La salle de cinéma est-elle, selon vous, un endroit pour « choper » lors d’un rendez-vous ?
S. D. : Le cinéma est utilisé à des fins d’initiation amoureuse et de formation à la sexualité depuis les années 1920. Les récits de l’époque témoignent que, comme aujourd’hui, aller au cinéma ne signifiait pas uniquement regarder l’écran. C’est un lieu qui permettait aux femmes et aux hommes de se rencontrer et de s’embrasser. Dans les années 1980, le film La Boum a fait du cinéma un passage obligatoire pour les premières rencontres adolescentes, le rendant presque initiatique. Mes entretiens ont démontré qu’un premier rendez-vous au cinéma renvoie aujourd’hui à une pratique ringarde dans l’imaginaire. Néanmoins, pour les adolescents, le noir de la salle, l’impression d’intimité, la chaleur du lieu et le confort qu’il offre en dehors du domicile parental continuent de fournir des occasions pour se voir et s’embrasser. Dans l’absolu, la salle de cinéma charrie tout un imaginaire romantique. La couleur rouge et le velours des sièges, l’obscurité… Et il suffit de voir comment les cinémas capitalisent sur la Saint-Valentin.
Même à l’heure des plateformes et du Netflix and chill ?
S. D. : Le cinéma apporte un cadre différent de celui proposé par les plateformes. Les couples que j’ai interrogés « braconnent » la salle de cinéma. C’est-à-dire qu’ils détournent son usage théorique, voir un film, pour se l’approprier en tant que couple, s’embrasser, discuter et même se caresser pendant la séance. Une femme m’a confié que s’embrasser pendant la séance était une manière de la rentabiliser si le film est mauvais. Il y a également une dimension érotique dans la salle de cinéma que n’offre pas le Netflix and chill. On s’y sent comme chez soi, mais ça reste un lieu public qui charrie son lot de fantasmes. Un homme m’a déclaré adorer faire l’amour dans un cinéma du Ve arrondissement de Paris.
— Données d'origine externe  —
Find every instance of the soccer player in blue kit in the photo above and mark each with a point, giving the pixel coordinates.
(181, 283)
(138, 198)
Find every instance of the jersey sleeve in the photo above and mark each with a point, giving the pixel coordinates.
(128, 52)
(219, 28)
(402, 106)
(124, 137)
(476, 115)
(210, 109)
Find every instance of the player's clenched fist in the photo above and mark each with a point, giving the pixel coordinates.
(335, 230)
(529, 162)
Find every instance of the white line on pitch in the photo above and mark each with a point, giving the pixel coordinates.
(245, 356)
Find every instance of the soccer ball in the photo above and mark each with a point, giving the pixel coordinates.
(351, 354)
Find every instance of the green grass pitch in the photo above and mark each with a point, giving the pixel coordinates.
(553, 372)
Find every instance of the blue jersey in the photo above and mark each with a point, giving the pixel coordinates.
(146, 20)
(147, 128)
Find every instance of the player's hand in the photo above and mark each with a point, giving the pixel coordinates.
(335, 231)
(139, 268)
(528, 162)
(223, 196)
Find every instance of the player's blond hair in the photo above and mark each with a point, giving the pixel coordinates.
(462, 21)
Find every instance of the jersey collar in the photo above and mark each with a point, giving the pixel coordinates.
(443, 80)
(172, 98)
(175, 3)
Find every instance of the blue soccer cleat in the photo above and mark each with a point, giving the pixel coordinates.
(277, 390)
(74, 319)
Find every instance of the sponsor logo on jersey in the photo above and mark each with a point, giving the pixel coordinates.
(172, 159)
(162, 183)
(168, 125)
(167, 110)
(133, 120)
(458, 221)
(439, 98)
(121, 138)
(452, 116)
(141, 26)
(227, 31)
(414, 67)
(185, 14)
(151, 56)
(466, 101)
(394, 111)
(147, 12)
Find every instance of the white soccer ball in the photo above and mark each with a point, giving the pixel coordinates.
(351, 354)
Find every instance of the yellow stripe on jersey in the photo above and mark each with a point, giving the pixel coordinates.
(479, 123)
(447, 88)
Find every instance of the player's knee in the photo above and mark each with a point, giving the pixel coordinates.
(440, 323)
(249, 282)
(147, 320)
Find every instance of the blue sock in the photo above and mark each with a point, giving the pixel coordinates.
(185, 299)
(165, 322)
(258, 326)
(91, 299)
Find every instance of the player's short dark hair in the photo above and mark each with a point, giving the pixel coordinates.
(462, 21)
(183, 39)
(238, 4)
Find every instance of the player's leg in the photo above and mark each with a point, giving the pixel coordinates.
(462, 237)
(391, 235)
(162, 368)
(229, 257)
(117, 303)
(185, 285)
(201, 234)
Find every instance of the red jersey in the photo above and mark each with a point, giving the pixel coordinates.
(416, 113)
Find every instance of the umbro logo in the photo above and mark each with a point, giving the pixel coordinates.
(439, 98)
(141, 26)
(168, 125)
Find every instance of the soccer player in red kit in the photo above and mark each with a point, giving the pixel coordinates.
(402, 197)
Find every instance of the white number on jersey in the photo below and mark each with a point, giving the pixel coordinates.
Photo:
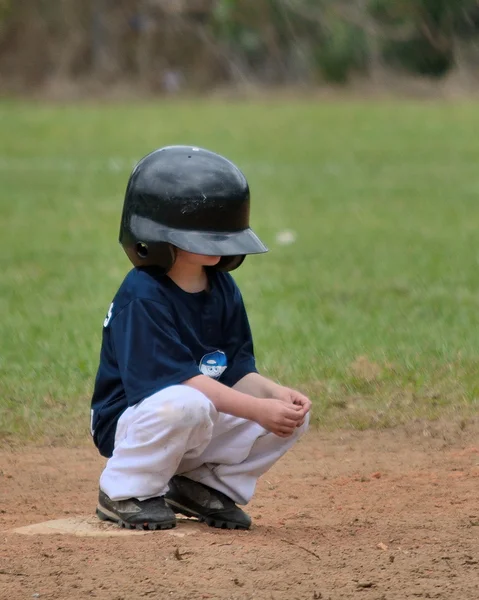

Le choix du film peut-il être observé à travers le prisme du genre ?
S. D. : Il existerait, si l’on s’en remet au discours des personnes interrogées, des « films de mecs » (films d’action, de guerre et de science-fiction) et des « films de filles » (drames, comédies romantiques et musicales). J’ai observé un phénomène intéressant au cours de mes entretiens : les hommes attribuaient des goûts genrés à leur conjointe, sur la base de la socialisation genrée et non sur la pratique réelle, ce qui suscitait une résistance de la part de ces dernières. Une femme était très étonnée que son mari estime qu’elle n’aimait pas les films d’action. Elle ne voulait pas être mise dans la case de celle qui n’apprécie pas les films « de mecs » et a cité des contre-exemples pour le démontrer. Nombreuses sont d’ailleurs celles à avoir revendiqué aimer des films « de mecs », tandis qu’à l’inverse, seuls deux hommes ont affirmé leur goût pour les comédies romantiques, ce qui est logique, les goûts pensés comme féminins étant systématiquement dévalorisés. Une analyse qui se vérifie lorsqu’il s’agit de séduire, puisque le choix du film est lui-même pensé en fonction de l’objectif. Dans les articles de coachs en séduction que j’ai étudiés, il y a cette idée que l’homme doit sélectionner un film « de filles », le plus souvent une comédie romantique, pour plaire à la femme qu’il convoite. Tout en faisant attention à ce que sa galanterie ne soit pas assimilée à une faiblesse de caractère : offrir la place de cinéma, mais pas le pop-corn ou l’inverse. J’ai constaté que, dans la pratique, le choix du film ne se fait pas tellement dans l’objectif qu’il plaise, mais dans le but que le rendez-vous soit réussi. Dans cette optique, les hommes ne vont pas choisir un drame, par exemple, jugé inapproprié à la séduction.
*« Premiers rendez-vous et sortie en couple au cinéma. Enquête socioculturelle et filmique réalisée auprès de spectateurices de cinémas d’Île-de-France », thèse soutenue en juin 2021 à la Sorbonne nouvelle-Paris‑3.